Since Straw's last visit in early July, the coalition has accelerated its plans for the return of sovereignty to Iraqis, abandoning its previous insistence on prior elections under a new constitution approved by referendum.
But the announcement of the policy U-turn on Nov. 15 failed to quell armed resistance to the US-led occupation. Ramadan opened and closed with waves of suicide bombings against police stations and other soft targets in the restive Sunni belt that extends north and west from the capital.
And even Shiite politicians late Tuesday stepped up their criticism of the coalition's new plans to hand back power by June next year.
A leading Shiite political leader said the community's top cleric, Grand Ayatollah Ali Sistani, wanted to review the agreement reached between US overseer Paul Bremer and the US-installed interim leadership.
"Ayatollah Sistani has some reservations on the document -- he has said it doesn't give a role to the Iraqi people and should be reconsidered," said Abdul Aziz al-Hakim, the leader of the Supreme Council of the Islamic Revolution in Iraq (SCIRI), after a meeting with the religious leader.

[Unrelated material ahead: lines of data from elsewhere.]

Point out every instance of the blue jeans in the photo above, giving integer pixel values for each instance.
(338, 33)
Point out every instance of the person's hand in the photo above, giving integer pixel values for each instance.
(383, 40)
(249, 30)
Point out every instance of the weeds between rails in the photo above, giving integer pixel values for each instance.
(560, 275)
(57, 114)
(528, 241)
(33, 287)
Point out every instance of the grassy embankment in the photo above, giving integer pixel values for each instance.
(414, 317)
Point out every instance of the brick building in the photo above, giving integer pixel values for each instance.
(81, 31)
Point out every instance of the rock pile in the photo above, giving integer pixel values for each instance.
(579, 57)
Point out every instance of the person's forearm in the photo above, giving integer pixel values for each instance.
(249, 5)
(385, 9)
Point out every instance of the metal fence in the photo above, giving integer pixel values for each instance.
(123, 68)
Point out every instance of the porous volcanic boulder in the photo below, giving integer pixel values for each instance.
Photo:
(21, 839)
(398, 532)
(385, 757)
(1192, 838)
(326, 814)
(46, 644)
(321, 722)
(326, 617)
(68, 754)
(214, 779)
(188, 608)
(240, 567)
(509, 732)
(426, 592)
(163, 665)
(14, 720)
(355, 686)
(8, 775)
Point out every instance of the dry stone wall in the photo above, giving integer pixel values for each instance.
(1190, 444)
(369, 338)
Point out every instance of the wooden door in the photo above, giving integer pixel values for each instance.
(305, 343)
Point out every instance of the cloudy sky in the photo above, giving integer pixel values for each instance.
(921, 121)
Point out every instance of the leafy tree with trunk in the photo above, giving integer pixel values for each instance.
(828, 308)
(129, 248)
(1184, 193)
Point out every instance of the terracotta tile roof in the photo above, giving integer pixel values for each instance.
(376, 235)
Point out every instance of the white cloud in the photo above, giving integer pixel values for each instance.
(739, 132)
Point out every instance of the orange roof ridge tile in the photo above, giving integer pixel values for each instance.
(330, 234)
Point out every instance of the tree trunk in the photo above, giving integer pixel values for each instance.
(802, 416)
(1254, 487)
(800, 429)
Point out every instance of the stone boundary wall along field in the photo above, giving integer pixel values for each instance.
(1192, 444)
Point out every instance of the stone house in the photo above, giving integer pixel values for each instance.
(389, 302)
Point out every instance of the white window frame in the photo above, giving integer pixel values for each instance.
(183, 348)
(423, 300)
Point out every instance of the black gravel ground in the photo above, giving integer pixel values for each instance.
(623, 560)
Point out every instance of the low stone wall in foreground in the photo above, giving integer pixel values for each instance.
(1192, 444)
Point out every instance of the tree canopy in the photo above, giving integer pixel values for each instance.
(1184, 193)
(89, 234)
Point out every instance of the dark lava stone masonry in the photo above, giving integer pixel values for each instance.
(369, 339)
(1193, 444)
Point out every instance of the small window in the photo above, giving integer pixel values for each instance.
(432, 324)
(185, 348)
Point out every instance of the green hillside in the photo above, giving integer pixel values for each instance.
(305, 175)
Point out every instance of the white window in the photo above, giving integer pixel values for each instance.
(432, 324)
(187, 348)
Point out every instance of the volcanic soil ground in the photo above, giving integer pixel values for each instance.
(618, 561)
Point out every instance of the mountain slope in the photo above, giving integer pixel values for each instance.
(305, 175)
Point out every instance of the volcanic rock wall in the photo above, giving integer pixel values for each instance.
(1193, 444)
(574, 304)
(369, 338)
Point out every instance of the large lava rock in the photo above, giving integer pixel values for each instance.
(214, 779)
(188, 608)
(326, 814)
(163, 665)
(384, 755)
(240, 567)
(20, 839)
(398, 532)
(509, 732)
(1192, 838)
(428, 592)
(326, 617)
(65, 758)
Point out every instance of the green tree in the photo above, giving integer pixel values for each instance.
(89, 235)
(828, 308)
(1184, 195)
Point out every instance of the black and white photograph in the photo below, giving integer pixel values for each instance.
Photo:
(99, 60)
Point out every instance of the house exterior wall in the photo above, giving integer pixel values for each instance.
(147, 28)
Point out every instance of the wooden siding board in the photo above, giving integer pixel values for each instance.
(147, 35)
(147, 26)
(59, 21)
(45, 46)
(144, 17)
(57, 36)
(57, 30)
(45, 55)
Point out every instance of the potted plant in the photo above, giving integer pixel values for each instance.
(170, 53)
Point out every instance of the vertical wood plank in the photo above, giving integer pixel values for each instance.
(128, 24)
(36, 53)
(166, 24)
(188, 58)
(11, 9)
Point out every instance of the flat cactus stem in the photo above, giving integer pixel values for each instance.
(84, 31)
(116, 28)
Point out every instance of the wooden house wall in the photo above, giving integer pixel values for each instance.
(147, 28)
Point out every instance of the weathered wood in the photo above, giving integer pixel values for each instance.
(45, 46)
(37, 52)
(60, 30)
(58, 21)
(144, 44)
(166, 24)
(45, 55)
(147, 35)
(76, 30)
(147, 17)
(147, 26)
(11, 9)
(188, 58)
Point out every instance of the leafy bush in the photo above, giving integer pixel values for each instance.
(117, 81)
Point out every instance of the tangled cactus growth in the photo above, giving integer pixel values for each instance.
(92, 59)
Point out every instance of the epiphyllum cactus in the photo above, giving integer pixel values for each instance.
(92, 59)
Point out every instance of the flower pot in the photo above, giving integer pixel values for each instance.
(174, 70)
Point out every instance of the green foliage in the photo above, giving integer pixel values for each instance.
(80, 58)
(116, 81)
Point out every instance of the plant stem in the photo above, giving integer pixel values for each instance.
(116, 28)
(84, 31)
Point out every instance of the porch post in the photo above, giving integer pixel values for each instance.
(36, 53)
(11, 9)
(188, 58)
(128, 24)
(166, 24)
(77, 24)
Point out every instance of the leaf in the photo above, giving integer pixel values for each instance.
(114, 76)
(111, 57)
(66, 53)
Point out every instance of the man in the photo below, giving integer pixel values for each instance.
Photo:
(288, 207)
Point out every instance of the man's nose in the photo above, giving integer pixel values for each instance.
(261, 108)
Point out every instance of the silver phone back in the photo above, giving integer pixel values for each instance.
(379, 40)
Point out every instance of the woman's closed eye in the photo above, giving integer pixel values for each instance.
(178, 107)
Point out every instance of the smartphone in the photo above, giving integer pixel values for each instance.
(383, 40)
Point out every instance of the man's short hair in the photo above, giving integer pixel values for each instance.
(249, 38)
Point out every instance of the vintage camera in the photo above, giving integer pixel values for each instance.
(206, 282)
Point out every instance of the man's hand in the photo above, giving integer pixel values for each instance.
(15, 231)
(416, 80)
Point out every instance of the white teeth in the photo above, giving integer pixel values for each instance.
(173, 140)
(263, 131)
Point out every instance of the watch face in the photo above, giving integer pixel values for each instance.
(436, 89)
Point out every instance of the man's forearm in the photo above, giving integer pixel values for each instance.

Straw met four members of the interim leadership yesterday to discuss the plans and the security situation in Iraq, one of the quartet said.
The four were the current holder of the rotating chairmanship of the Governing Council, Kurdish politician Jalal Talabani, and three other pro-US politicians -- Ahmed Chalabi of the Iraqi National Congress, Iyad Allawi of the Iraqi National Accord and Sunni Muslim politician Naseer Chaderchi.
Chalabi and Allawi are both Shiites, but they are secularists and their formerly exiled movements do not have the support of SCIRI.
Chaderchi said the four asked for Straw's help in drafting the Fundamental Law that is to govern Iraq's administration until a permanent constitution has been approved by a constitutional convention to be elected in 2005.
"We asked for their help in drafting the Fundamental Law and the constitution since they have extensive experience in Iraq," Chaderchi said, referring to British domination of the country's government from 1918 to 1958.
He said Talabani had briefed Straw "mainly on the security and economic situations," as well as coalition reconstruction efforts.
"We also discussed with Straw relations with the neighbors of Iraq," Chaderchi said.
Coalition officials had predicted that even their new plans would fail to satisfy Iraqi demands for a rapid return of sovereignty.
"We expect more political leaders to become more critical after the [Nov. 15] agreement," a coalition civilian spokesman told a briefing earlier this month. "It's their way of gaining credibility."